これも、資本主義があれば必ず発生する労働者の極貧と階級闘争が起きると習ったことがある。特に資本主義が最初に成熟した英国で発生するはずであった。フランスもその候補として想定されていたのだろう。しかるに、資本主義辺境の地ロシアで革命は起きてしまった。
縦型に並べれば、バブルと革命100年30年10年記念の年となるのが2017年だ。とりわけ10月は大きな変化の月でもあった。
革命話は、消えてしまったのだろうか。人類の歴史は階級闘争の歴史なので労働者による暴力革命は歴史的必然とも大学で習った。話はわかったが歴史的必然なら、僕は何もしないよという学生もいた。
よく見ると、当時の日本のジニ係数(富や所得の集中度)は、低いもので暴動や革命が想定されるレベルではなかったようだ。逆に現在はじわじわと上昇していて、危険水域に近づいている。
特に昨今の日本は格差社会だとされ、非正規労働者が40%となり、子供7人に1人が貧困家庭の子等だと聞いている。
いよいよ団結して革命が起きる可能性か?
しからば、いよいよ団結して革命が起きる可能性があるのかというと、その気配を感じることができない人が多いことであろう。
少なくとも、非正規雇用であれば、現状に不満をあらわにすることも想像するが、青年たちの7割が保守的な考えで選挙行動をするようだ。
たまたま50人程度の青年たちに、日本的経営(生涯雇用、年功序列、比較的低賃金、社内結婚など)と米国型実力主義とどちらがいいか聞くチャンスがあった。もちろん、科学的調査ではないので御参考程度話だが、9割以上の青年が日本的経営に魅力を感じると答えたので、かなり驚いてしまった。

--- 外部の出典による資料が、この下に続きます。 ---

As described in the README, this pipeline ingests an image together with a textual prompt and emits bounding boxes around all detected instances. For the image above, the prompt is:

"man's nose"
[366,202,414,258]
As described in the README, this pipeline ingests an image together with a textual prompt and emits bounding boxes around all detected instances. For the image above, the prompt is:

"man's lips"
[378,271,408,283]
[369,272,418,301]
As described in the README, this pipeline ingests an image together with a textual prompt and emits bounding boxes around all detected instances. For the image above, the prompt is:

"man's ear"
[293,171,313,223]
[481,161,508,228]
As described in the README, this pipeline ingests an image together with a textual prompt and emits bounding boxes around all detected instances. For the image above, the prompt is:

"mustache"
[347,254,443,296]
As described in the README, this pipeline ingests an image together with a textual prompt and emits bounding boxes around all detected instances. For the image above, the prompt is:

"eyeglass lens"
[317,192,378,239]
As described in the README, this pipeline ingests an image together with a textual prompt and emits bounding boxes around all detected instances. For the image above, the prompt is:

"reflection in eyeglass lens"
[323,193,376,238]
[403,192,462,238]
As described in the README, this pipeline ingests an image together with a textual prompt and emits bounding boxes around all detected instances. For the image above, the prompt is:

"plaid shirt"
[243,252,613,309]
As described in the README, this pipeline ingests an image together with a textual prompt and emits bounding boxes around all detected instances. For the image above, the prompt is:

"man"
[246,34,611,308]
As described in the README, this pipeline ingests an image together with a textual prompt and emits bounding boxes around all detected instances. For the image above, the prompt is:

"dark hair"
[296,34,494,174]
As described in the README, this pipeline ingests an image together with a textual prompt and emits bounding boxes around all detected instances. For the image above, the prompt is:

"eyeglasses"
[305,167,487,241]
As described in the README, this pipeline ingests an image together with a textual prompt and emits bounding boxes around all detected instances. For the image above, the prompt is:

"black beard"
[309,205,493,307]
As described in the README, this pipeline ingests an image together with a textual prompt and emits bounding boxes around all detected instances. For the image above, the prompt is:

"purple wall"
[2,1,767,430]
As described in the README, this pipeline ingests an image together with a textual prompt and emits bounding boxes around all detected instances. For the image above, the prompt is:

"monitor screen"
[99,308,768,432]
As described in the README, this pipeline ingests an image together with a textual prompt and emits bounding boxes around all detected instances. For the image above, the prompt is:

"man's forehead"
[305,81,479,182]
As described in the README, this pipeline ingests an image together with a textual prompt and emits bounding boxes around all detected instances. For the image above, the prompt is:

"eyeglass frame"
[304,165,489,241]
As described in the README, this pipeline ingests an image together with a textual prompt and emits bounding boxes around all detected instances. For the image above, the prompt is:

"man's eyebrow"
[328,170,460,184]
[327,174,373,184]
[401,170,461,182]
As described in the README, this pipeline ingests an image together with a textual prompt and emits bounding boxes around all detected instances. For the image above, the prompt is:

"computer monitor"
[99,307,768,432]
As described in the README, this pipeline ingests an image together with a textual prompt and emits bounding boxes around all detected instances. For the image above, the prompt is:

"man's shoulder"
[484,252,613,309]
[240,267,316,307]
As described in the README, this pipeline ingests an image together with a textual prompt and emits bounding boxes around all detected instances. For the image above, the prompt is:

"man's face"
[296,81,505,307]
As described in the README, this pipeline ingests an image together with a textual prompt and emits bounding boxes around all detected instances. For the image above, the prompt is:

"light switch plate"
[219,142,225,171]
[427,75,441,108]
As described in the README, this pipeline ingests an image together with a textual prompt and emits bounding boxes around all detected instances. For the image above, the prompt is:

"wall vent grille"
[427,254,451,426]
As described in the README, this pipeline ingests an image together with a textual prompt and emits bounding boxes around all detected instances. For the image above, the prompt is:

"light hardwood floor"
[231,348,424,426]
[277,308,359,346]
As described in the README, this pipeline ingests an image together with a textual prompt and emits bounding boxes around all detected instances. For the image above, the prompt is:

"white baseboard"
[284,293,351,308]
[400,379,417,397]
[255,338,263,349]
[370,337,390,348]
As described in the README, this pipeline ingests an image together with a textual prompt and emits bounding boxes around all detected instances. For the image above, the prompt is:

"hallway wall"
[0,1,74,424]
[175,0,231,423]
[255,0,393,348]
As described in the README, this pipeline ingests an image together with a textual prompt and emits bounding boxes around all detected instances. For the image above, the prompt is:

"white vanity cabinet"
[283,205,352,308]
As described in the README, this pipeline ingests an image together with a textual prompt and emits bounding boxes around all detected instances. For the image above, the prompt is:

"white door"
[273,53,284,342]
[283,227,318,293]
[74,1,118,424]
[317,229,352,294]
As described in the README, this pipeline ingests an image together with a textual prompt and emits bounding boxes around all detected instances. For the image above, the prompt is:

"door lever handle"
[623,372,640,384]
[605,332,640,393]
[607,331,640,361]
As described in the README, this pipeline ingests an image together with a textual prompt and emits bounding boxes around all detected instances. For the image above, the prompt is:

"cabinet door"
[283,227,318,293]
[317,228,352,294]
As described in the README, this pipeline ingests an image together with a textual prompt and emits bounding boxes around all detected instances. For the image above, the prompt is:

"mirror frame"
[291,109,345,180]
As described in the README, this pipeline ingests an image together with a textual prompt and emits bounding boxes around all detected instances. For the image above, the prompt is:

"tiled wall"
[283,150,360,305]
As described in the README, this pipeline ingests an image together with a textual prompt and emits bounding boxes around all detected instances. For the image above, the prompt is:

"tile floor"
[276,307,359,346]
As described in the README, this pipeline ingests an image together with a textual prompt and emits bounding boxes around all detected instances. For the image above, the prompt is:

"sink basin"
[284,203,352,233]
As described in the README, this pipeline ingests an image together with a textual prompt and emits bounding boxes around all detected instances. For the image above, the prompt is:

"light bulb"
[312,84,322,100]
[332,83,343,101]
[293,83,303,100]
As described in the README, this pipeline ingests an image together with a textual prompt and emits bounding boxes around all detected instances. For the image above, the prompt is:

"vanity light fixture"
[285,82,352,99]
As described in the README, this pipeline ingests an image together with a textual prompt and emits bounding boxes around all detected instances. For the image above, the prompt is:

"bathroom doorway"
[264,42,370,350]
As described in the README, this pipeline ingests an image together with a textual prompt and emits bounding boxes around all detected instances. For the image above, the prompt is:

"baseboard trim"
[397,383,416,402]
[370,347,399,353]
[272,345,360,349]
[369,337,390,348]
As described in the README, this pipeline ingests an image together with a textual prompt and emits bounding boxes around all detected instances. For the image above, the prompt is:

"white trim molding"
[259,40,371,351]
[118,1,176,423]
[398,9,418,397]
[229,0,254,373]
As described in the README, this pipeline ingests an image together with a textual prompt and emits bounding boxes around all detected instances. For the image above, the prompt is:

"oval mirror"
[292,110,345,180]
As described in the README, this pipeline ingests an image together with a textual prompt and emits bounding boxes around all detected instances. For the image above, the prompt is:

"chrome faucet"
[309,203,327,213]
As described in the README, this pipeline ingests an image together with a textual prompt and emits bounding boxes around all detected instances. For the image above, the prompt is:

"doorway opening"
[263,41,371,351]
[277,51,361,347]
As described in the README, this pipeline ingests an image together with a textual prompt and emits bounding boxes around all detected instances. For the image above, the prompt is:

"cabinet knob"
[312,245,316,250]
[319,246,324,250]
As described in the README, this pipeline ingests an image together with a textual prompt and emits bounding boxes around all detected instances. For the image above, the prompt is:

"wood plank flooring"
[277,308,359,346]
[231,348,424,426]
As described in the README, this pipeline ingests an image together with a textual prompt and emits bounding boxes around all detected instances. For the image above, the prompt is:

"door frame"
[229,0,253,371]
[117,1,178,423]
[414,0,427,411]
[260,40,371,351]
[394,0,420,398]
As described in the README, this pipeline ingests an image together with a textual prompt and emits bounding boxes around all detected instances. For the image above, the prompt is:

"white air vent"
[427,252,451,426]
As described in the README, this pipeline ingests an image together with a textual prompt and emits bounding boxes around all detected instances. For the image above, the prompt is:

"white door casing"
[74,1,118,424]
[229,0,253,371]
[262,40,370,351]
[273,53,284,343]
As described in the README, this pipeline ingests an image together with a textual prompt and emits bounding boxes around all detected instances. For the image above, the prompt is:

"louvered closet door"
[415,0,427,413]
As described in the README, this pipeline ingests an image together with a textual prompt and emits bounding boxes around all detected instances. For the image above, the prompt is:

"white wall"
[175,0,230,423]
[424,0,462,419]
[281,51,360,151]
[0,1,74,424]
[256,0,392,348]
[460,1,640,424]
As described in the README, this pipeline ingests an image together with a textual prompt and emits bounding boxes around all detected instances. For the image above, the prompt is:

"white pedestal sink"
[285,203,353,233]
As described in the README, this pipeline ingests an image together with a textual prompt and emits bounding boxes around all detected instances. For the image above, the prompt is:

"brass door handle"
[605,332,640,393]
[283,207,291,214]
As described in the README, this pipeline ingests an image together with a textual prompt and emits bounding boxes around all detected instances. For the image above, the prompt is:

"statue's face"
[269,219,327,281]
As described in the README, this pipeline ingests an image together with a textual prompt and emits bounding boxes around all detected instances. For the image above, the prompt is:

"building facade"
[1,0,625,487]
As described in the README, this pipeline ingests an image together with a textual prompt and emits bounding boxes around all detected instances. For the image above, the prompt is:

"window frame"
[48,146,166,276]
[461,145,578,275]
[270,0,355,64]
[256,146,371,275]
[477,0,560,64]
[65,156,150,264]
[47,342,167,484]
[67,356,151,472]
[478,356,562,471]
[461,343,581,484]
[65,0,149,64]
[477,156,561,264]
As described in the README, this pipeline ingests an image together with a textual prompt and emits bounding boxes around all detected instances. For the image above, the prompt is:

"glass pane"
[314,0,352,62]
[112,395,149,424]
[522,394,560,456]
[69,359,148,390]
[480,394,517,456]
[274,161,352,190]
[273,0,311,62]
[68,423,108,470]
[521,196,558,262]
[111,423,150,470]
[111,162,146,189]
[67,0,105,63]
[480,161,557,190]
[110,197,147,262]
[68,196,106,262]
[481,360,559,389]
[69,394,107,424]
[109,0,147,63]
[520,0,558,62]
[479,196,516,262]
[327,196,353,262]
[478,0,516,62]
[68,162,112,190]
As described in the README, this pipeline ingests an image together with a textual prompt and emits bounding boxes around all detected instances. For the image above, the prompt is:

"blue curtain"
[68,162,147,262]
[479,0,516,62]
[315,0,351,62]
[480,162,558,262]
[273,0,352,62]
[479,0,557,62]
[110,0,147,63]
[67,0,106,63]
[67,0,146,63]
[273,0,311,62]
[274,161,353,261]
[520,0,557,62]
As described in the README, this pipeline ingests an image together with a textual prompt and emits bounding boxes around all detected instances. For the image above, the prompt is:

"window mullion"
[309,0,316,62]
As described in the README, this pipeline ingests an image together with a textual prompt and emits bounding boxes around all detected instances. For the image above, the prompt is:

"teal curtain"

「田舎で10万円」という言葉があるそうだ。月に10万円あれば、里山のある美しい村で楽しい生活が可能だという。
一方、都市でも少しのお金があれば、コンビニでご飯は食べることができる。本当に金がなければ、アルバイトする先には困らないということはない。しからば革命勢力となって命を投げ出して戦う必要も感じることはないということか。
されば、これ以上格差が拡大しない限り、日本社会は静かに成熟して人口も減り誰にご迷惑もかけることなく、枯れてゆくのだろうか。
一方で、金融バブル。東京株式市場は2週間も下落することなく毎日上昇するなど、奇妙なことが起きている。まだ解決していないどころか、ますますきな臭い北朝鮮問題を4月以降あれほど心配したにもかかわらず、株だけ上がっている。
貧困もバブルも音もなく静かに進んでから、あざ笑うように歴史的事件となった。だとすると、近未来に大変な事件がまっているのだろうか。
それとも原典は知らないが、あと70年もすると経済学上の問題はおおかたきれいになると、ケインズがいったと学生時代ならった。ジョン・メイナード・ケインズは1946年に亡くなっている。